L’Italia e Malta, un binomio che affonda le proprie radici nella storia e nei rapporti, sempre molto stretti, tra queste due nazioni: non a caso, l’italiano ha fatto parte del novero delle lingue ufficiali parlate nella piccola isola del Mar Mediterraneo fino al 1934, tanto che gran parte della popolazione conosce ancora oggi, quantomeno in maniera basica, l’idioma nostrano.

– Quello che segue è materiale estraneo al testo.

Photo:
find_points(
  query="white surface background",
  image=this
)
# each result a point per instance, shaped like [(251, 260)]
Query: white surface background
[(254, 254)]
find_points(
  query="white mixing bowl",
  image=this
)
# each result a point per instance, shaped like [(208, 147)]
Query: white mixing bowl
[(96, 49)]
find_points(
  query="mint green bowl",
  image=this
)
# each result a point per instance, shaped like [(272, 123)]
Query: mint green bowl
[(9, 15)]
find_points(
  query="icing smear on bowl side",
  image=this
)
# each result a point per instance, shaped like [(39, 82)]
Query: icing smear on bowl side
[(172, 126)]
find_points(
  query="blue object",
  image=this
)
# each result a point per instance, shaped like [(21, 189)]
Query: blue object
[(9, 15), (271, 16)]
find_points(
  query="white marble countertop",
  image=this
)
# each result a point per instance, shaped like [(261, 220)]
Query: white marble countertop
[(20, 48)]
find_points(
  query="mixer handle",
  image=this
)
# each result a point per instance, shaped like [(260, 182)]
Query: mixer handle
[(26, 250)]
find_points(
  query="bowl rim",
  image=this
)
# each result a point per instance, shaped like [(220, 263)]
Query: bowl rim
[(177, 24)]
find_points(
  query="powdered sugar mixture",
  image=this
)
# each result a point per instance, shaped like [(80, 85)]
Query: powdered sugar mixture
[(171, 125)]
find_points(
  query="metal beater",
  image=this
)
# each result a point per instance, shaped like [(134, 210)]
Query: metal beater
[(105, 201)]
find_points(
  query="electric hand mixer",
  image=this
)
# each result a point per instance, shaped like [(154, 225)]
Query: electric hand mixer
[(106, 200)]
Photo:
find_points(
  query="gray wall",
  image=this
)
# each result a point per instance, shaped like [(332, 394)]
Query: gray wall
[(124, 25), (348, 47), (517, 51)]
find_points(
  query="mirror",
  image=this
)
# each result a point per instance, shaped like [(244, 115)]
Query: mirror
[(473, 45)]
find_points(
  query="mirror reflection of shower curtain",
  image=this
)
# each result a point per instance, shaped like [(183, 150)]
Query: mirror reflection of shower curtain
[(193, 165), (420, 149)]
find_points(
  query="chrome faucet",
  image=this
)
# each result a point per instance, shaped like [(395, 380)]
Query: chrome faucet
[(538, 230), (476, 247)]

Anche dal punto di vista calcistico ci sono molti punti di contatto, che tutt’ora continuano a susseguirsi con costanza: il movimento maltese ha spesso fatto affidamento a esponenti italiani per tirarsi fuori dalle sabbie mobili degli ultimi posti del ranking FIFA, a volte riuscendoci bene e altre meno.

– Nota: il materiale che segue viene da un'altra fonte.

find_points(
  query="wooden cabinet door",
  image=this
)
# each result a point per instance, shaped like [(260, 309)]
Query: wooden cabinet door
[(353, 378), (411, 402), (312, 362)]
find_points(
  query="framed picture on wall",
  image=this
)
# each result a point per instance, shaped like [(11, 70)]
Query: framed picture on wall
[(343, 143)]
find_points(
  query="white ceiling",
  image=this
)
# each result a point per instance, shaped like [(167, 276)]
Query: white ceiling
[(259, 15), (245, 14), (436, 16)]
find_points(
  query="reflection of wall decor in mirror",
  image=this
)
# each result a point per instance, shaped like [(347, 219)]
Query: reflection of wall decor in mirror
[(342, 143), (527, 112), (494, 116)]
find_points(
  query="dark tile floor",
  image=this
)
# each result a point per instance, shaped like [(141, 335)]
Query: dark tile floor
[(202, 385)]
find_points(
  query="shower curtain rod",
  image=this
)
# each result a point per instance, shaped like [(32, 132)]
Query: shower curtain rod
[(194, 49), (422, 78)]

Attualmente è italiano il commissario tecnico della nazionale maggiore maschile, Michele Marcolini, avversario della Nazionale azzurra nel girone di qualificazione ad Euro 2024: la presenza sulla panchina dei ‘Cavalieri di San Giovanni’ dell’ex centrocampista non è però l’unica ‘contaminazione’, ma soltanto una delle ultime che storicamente hanno avuto luogo nel tentativo di dare una sterzata positiva allo sviluppo del calcio in quel di Malta.